La réaction la plus virulente vient du ministre de l’intérieur Gerald Darmanin. La réaction du ministre se fait sentir immédiatement, signe une nouvelle fois des ambitions anti-islam du résident de la place Beauvau.  Darmanin demandera, trois jours après l’attentat la fermeture de la mosquée de Pantin, son dirigeant ayant relayé les vidéos de Sefrioui.

Dans la foulée, Darmanin à demandé la dissolution d’associations comme le Collectif Contre l’Islamophobie et Barakacity. Les gardes à vues se sont multipliées et plus de 200 terroristes présumés en situation irrégulières ont été expulsés. Le ministre de l’intérieur ordonne 34 opérations de police sur le territoire. Il souhaite que « la sidération change de camp ».

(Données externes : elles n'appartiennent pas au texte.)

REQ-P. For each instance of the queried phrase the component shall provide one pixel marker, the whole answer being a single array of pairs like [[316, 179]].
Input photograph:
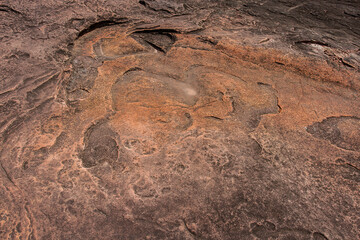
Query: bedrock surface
[[159, 119]]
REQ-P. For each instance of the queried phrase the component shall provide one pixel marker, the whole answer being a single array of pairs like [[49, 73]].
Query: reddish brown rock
[[179, 120]]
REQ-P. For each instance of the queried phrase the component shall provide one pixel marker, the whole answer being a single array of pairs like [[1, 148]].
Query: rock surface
[[158, 119]]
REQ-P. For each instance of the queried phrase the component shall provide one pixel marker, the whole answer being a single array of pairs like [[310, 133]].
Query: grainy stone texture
[[160, 119]]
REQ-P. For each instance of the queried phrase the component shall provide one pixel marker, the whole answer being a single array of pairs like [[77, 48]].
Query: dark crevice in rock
[[101, 24], [159, 39], [313, 42]]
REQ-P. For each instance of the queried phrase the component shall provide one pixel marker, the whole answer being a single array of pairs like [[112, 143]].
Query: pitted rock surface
[[180, 120]]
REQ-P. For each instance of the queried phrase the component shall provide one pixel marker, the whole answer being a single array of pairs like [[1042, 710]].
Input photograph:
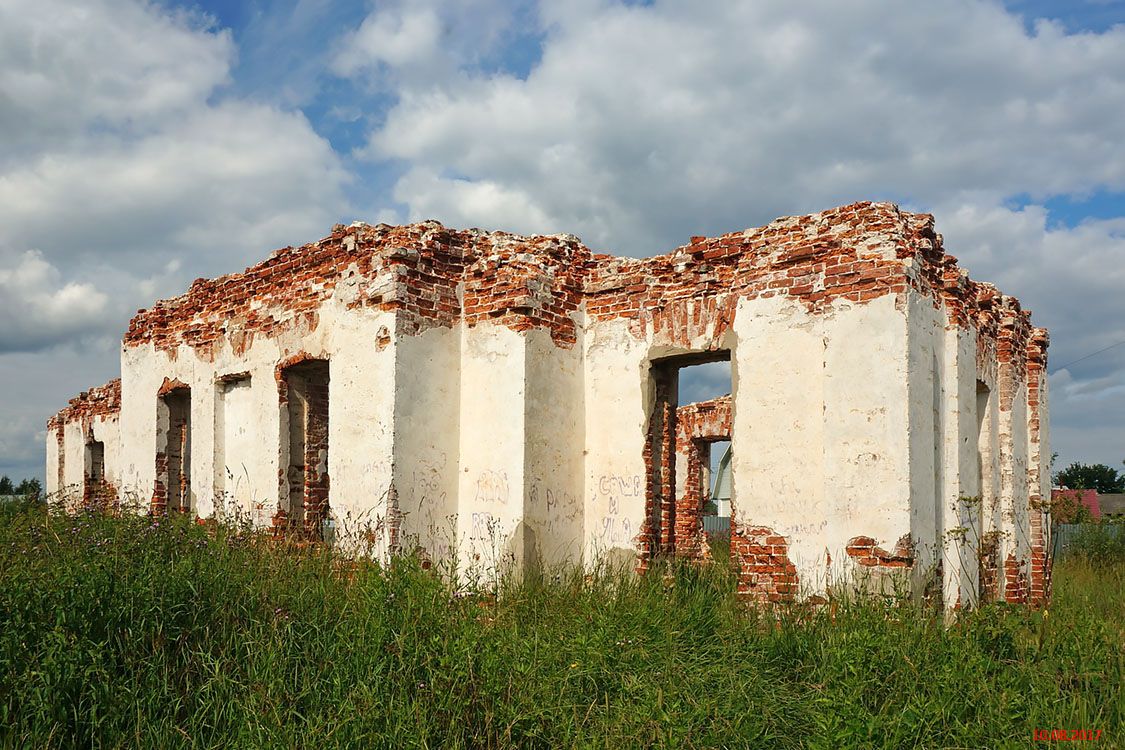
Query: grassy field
[[123, 632]]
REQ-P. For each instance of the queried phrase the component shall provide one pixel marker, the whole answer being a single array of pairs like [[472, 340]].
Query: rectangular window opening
[[235, 442], [691, 413], [305, 446], [173, 451]]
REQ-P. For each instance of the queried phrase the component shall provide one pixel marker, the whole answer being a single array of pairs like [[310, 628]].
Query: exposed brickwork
[[865, 552], [434, 276], [681, 301], [172, 485], [303, 390], [988, 557], [698, 425], [104, 403], [105, 400], [765, 571], [1016, 588], [415, 270], [1038, 506], [657, 538]]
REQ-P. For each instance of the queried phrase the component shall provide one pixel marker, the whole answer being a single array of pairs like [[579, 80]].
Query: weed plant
[[132, 632]]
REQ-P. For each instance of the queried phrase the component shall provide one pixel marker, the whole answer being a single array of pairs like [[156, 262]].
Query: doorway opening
[[692, 412], [305, 446], [173, 451], [93, 484]]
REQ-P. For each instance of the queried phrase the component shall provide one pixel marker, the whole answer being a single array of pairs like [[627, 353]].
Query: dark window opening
[[691, 412], [173, 452], [305, 446]]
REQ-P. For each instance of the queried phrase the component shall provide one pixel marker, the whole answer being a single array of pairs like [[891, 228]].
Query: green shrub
[[1101, 542]]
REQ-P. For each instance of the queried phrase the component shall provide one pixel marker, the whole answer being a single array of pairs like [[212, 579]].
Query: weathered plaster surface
[[502, 399]]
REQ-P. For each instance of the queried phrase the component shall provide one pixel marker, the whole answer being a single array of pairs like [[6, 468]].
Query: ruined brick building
[[473, 392]]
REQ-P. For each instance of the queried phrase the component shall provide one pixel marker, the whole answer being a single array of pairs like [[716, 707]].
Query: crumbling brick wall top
[[434, 276], [415, 269], [102, 400]]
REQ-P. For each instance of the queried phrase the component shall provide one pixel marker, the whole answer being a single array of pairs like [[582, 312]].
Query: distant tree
[[1091, 476], [29, 487]]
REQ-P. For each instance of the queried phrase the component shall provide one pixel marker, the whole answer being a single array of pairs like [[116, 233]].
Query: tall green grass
[[124, 632]]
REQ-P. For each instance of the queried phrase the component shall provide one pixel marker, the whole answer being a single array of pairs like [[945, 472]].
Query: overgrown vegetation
[[133, 632]]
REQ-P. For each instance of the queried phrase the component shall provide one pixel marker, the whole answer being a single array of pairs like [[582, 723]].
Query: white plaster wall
[[107, 430], [241, 475], [52, 484], [426, 440], [618, 398], [360, 413], [102, 427], [819, 443], [927, 427], [74, 463], [492, 445], [554, 477], [865, 445], [961, 517]]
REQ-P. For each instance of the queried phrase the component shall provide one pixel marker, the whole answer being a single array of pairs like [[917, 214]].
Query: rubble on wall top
[[97, 401], [440, 276]]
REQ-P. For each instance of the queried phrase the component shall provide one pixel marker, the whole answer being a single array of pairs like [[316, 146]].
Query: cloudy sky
[[143, 145]]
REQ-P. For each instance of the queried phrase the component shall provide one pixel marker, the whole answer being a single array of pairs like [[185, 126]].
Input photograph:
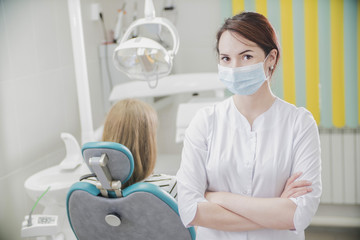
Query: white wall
[[38, 97]]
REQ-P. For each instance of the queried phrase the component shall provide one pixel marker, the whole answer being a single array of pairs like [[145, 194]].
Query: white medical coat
[[222, 152]]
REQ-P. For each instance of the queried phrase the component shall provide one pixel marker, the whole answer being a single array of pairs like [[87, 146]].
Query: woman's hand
[[296, 189]]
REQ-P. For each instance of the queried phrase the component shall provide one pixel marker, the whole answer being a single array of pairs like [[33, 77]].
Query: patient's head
[[133, 123]]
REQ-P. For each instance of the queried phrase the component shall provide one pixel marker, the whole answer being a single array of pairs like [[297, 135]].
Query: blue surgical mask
[[243, 80]]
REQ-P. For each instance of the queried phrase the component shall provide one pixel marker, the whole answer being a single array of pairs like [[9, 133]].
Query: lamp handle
[[160, 21]]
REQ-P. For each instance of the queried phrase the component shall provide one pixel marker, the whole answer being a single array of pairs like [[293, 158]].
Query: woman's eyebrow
[[245, 51]]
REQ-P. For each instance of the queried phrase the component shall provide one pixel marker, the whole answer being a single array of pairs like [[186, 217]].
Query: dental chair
[[102, 210]]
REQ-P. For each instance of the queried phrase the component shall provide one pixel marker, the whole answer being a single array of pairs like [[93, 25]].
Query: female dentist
[[251, 166]]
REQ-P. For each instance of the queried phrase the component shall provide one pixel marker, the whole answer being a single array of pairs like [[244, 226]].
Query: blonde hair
[[133, 123]]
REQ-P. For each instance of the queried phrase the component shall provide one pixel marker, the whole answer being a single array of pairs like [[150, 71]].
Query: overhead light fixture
[[142, 58]]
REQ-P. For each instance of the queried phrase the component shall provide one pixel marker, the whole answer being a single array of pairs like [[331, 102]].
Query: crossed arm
[[233, 212]]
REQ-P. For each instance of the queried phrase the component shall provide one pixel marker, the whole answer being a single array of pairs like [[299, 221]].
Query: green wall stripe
[[325, 63], [273, 11], [250, 5], [350, 55], [299, 51]]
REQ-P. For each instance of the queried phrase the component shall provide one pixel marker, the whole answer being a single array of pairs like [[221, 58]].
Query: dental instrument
[[39, 225], [143, 58]]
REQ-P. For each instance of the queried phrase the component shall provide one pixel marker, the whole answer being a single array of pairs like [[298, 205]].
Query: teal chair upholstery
[[141, 211]]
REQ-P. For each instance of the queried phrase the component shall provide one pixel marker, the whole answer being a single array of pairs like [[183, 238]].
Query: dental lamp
[[143, 58]]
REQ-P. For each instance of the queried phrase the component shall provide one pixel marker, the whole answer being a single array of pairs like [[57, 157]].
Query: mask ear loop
[[271, 68]]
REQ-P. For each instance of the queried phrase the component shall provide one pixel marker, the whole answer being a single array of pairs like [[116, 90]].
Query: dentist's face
[[236, 51]]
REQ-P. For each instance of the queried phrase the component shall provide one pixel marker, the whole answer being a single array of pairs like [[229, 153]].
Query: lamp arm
[[159, 21], [149, 10]]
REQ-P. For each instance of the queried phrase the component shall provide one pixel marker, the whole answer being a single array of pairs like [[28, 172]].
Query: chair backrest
[[142, 212]]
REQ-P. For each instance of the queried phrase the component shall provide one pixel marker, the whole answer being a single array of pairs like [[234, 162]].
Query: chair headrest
[[119, 163]]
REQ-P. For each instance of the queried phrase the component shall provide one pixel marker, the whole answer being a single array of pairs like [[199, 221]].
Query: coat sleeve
[[307, 159], [191, 177]]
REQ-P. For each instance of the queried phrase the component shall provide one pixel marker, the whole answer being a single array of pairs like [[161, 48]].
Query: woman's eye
[[247, 57], [225, 59]]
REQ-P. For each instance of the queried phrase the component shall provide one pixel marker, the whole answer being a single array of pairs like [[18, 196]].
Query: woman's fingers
[[301, 183], [301, 192], [296, 192]]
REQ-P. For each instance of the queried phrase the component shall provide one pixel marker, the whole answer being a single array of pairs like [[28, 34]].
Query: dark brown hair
[[255, 28]]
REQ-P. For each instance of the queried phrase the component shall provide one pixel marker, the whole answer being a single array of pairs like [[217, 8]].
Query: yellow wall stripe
[[312, 58], [237, 6], [261, 7], [358, 46], [337, 62], [287, 41]]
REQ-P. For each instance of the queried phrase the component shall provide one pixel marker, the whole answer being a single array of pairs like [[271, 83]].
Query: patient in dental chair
[[133, 123]]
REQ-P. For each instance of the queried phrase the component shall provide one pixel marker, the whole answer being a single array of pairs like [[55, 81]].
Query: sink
[[59, 180]]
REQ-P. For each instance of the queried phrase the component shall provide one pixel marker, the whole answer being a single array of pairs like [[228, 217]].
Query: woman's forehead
[[231, 39]]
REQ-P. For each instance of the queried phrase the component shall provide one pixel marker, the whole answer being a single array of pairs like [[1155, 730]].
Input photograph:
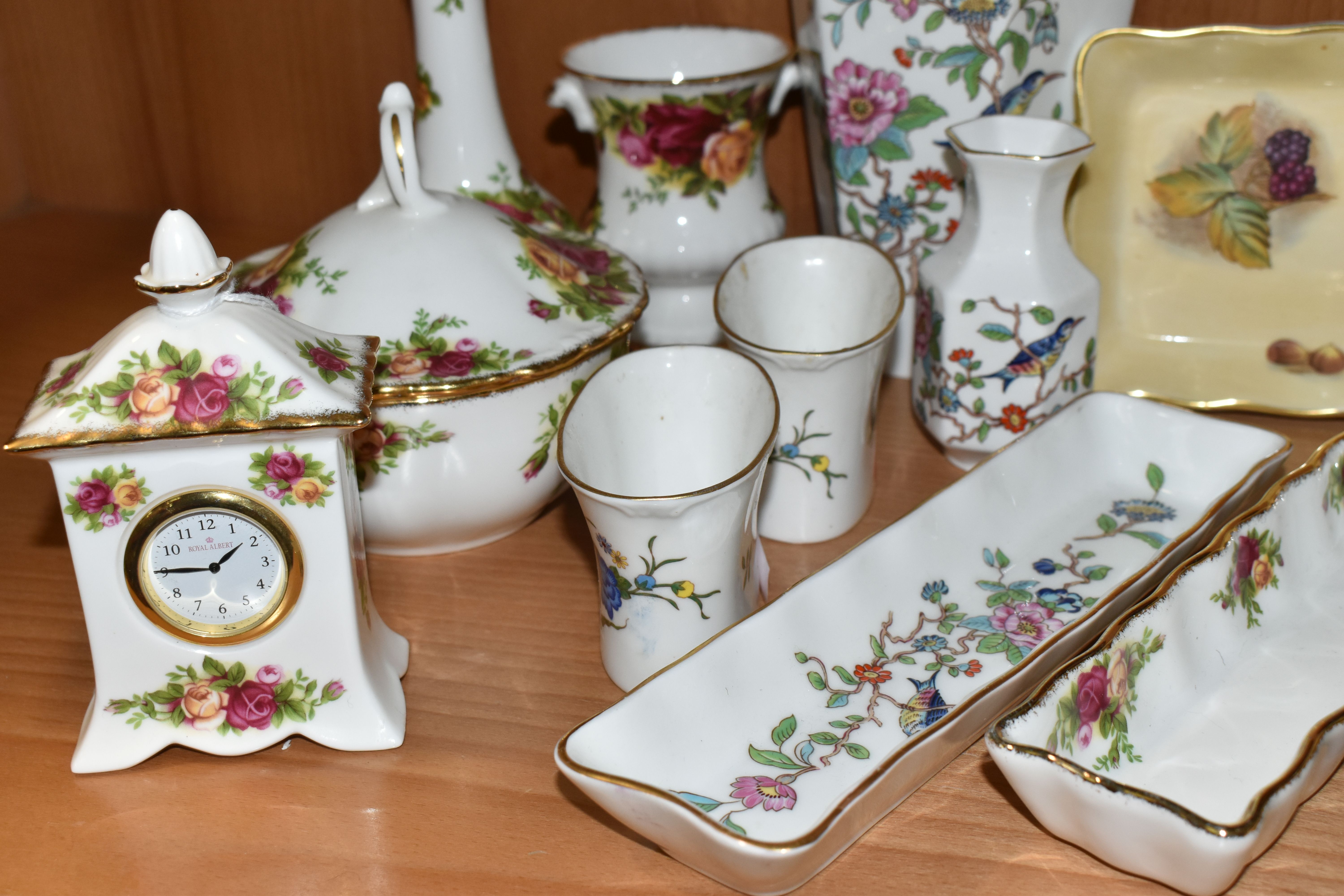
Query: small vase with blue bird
[[1006, 315]]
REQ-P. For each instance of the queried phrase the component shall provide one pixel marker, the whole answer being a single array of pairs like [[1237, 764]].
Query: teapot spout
[[460, 127]]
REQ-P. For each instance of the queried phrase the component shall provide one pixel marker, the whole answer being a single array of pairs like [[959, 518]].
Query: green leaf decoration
[[921, 113], [845, 675], [1228, 139], [1238, 228], [772, 758], [1021, 49], [1151, 539], [1193, 191], [997, 643]]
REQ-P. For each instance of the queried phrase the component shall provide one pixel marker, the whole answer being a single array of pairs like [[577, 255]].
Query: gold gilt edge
[[823, 827], [278, 424], [1081, 117], [436, 393], [1256, 812]]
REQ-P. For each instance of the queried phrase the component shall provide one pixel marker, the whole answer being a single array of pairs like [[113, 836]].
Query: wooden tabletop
[[505, 660]]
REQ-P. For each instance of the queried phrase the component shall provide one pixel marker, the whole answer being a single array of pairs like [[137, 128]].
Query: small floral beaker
[[816, 314], [667, 450]]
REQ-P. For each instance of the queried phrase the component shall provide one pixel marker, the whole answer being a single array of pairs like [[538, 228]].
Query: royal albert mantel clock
[[204, 463]]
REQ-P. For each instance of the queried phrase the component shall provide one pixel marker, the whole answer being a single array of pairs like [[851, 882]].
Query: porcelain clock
[[214, 566]]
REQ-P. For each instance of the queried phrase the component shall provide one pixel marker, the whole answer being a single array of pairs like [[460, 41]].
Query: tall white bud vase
[[1006, 315]]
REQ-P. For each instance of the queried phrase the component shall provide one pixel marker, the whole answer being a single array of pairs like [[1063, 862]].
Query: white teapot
[[490, 322]]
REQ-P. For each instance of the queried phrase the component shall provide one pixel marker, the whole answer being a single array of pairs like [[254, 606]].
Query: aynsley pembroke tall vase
[[884, 78], [1006, 315]]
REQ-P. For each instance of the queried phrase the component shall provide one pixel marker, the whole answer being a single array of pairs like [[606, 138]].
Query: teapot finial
[[183, 269]]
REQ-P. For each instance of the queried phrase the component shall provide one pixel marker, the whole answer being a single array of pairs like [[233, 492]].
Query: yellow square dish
[[1212, 211]]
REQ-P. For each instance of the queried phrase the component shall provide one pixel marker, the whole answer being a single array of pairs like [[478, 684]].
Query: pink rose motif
[[451, 365], [326, 361], [65, 378], [541, 310], [904, 10], [1092, 695], [635, 148], [93, 496], [1248, 553], [1026, 624], [513, 211], [755, 790], [251, 706], [226, 366], [678, 134], [286, 467], [271, 675], [862, 103], [204, 398], [591, 261]]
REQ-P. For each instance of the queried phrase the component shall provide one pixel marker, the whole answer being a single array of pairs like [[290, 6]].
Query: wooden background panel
[[264, 112]]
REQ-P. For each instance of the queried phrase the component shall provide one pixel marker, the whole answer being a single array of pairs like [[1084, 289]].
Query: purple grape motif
[[1287, 147], [1287, 152], [1292, 182]]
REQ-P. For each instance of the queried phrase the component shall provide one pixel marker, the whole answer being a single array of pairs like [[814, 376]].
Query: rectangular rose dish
[[761, 757], [1237, 726]]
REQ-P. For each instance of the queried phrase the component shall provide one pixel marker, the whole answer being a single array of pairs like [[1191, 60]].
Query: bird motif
[[1038, 357], [931, 704], [1017, 101]]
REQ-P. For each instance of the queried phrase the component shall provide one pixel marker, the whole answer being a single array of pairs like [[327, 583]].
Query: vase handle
[[791, 77], [568, 95], [401, 164]]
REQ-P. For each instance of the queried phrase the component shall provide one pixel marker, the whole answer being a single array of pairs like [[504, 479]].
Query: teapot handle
[[401, 164], [568, 93], [791, 77]]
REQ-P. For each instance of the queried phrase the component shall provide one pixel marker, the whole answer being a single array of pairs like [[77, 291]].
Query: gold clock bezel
[[225, 500]]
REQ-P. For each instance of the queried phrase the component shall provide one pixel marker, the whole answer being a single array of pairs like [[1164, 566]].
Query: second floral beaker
[[666, 450], [816, 314]]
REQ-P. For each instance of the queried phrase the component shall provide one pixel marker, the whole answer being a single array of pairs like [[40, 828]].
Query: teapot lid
[[201, 361], [468, 296]]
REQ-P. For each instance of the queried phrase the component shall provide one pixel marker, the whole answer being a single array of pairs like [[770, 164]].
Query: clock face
[[214, 566]]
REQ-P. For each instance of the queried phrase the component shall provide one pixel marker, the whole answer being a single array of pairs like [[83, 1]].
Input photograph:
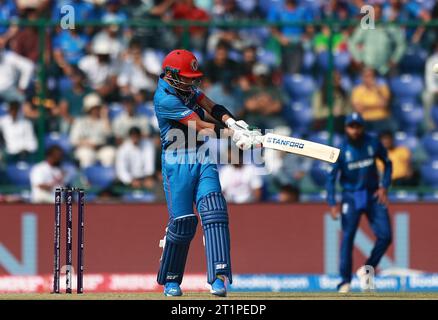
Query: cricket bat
[[301, 147]]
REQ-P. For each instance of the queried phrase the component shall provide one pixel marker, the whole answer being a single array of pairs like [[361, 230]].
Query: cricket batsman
[[362, 192], [189, 182]]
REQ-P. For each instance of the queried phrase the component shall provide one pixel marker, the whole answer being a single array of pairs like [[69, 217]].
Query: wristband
[[218, 111], [217, 129]]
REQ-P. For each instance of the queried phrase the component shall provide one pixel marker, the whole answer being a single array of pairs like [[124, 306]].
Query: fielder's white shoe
[[365, 275]]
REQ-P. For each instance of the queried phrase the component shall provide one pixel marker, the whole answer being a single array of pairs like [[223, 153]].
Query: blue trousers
[[355, 204], [186, 183]]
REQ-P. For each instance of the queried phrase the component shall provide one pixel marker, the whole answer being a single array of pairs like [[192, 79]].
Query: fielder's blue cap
[[354, 118]]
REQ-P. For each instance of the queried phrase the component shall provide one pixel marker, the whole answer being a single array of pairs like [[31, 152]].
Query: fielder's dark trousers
[[378, 217]]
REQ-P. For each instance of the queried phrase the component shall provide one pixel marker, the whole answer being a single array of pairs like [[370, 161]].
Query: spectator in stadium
[[82, 10], [139, 71], [291, 38], [14, 69], [70, 105], [228, 11], [101, 70], [341, 105], [224, 94], [321, 40], [69, 48], [135, 160], [46, 176], [188, 10], [371, 100], [221, 68], [430, 95], [8, 12], [26, 40], [123, 123], [403, 173], [111, 35], [240, 182], [263, 103], [18, 134], [246, 74], [114, 12], [380, 48], [402, 11], [90, 133], [288, 194]]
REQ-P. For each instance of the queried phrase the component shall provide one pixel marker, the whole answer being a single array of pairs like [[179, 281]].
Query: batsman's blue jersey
[[357, 167], [186, 180], [171, 108]]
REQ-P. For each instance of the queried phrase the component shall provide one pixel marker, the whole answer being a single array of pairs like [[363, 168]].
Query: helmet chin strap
[[174, 83]]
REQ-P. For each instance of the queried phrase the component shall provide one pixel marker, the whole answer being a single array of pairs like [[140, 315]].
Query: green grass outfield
[[231, 296]]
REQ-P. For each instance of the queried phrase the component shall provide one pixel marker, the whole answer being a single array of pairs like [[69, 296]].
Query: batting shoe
[[344, 287], [172, 289], [218, 287]]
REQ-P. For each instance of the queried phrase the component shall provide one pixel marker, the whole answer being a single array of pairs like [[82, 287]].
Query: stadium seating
[[341, 60], [18, 173], [99, 176]]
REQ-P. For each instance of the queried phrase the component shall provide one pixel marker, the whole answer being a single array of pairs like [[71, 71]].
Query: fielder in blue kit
[[190, 182], [363, 191]]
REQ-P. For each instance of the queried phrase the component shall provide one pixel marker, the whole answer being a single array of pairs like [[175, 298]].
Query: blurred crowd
[[98, 117]]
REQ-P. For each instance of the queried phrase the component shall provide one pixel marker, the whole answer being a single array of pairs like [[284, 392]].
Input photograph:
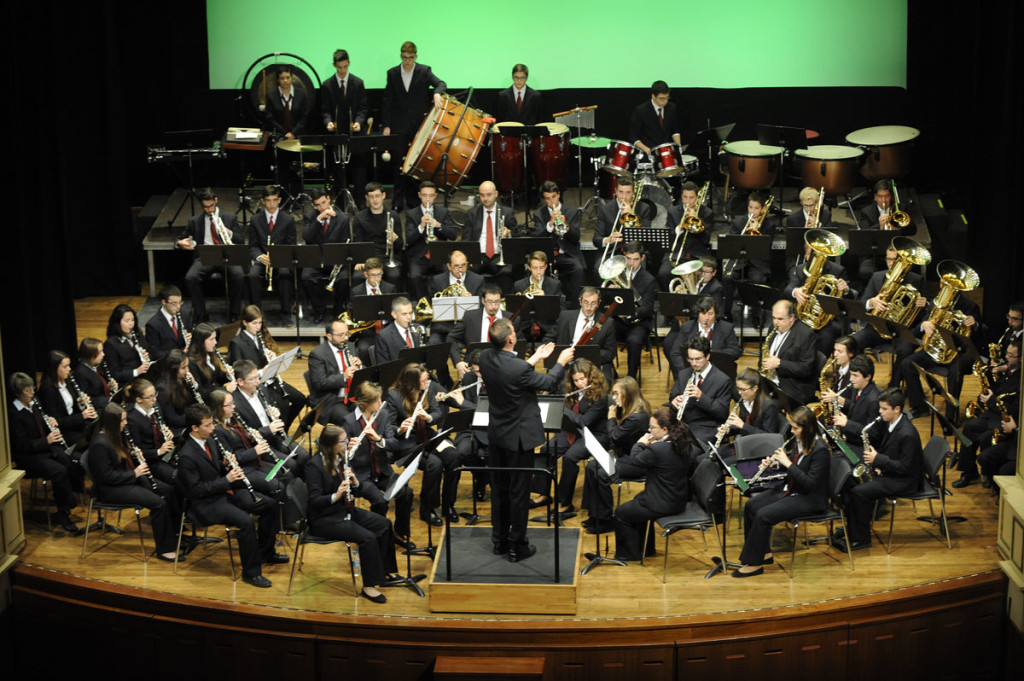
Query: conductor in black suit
[[519, 102], [407, 99], [514, 430], [202, 229]]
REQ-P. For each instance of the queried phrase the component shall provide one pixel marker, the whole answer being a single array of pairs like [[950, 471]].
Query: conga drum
[[888, 150], [830, 166]]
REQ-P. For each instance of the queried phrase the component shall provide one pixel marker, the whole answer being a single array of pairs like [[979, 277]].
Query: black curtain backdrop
[[94, 83]]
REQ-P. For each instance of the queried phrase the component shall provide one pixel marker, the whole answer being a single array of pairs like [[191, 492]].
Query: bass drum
[[551, 154], [830, 166], [439, 129], [507, 156]]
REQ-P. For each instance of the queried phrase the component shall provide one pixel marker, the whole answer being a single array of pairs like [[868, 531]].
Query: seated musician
[[39, 451], [686, 245], [664, 456], [325, 223], [270, 225], [572, 327], [372, 225], [413, 400], [1006, 381], [125, 348], [487, 223], [458, 281], [809, 198], [628, 419], [371, 432], [561, 223], [208, 481], [61, 397], [147, 429], [333, 515], [894, 454], [168, 329], [256, 344], [89, 372], [857, 406], [537, 283], [608, 227], [474, 326], [332, 365], [425, 222], [203, 230], [635, 330], [705, 390], [119, 478], [791, 359], [721, 334], [805, 491]]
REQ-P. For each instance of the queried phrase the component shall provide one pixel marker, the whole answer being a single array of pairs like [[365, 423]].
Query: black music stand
[[295, 256], [440, 252], [349, 254], [226, 256]]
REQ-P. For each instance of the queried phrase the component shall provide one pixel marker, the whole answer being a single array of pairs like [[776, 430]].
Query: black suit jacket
[[512, 386], [530, 113], [403, 111], [335, 109]]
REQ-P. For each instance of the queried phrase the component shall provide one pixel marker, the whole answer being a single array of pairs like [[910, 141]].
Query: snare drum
[[622, 159], [752, 165], [551, 154], [668, 160], [889, 151], [439, 129], [830, 166], [507, 156]]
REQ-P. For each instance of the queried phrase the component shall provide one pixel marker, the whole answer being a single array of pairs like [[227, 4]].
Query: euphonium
[[824, 245], [954, 278]]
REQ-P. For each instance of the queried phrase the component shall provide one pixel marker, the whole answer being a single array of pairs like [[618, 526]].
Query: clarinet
[[137, 453], [232, 463]]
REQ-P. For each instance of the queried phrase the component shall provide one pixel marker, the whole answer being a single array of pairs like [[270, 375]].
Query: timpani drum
[[507, 155], [441, 128], [752, 165], [551, 154], [830, 166], [888, 151]]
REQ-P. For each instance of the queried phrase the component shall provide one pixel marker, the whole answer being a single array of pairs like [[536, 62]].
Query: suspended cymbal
[[591, 141]]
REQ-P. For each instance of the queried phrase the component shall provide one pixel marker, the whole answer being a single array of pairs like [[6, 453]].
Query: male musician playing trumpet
[[325, 223], [562, 223]]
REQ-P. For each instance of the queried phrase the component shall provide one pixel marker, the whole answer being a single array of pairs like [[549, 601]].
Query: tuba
[[824, 245], [899, 297], [954, 278]]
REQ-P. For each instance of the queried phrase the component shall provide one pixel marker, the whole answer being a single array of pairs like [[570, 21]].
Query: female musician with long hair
[[665, 457], [120, 479], [125, 346], [413, 388], [204, 364], [60, 397], [145, 428], [629, 418], [255, 343], [805, 491], [333, 516]]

Cependant les mesures de Darmanin peinent à convaincre. En particulier la dissolution des associations. Certains membres de ces associations sont très probablement liés à des groupes extrémistes, mais la fermeture d’organismes  visant à représenter une minorité passe mal pour l’opinion publique. Darmanin fait passer des mesures qui poussent à croire que l’Etat souhaite agir, mais à part empêcher les musulmans de se réunir et expulser quelques cas isolés, Darmanin ne fait rien de concret.

Enfin la réaction de l’Etat fait douter, le gouvernement Macron n’ayant pas l’habitude de défendre les libertés fondamentales à tout prix, surtout lorsque certains décident de manifester. Cependant lorsque l’Islam est mis en cause, la liberté d’expression redevient une valeur primaire de la République.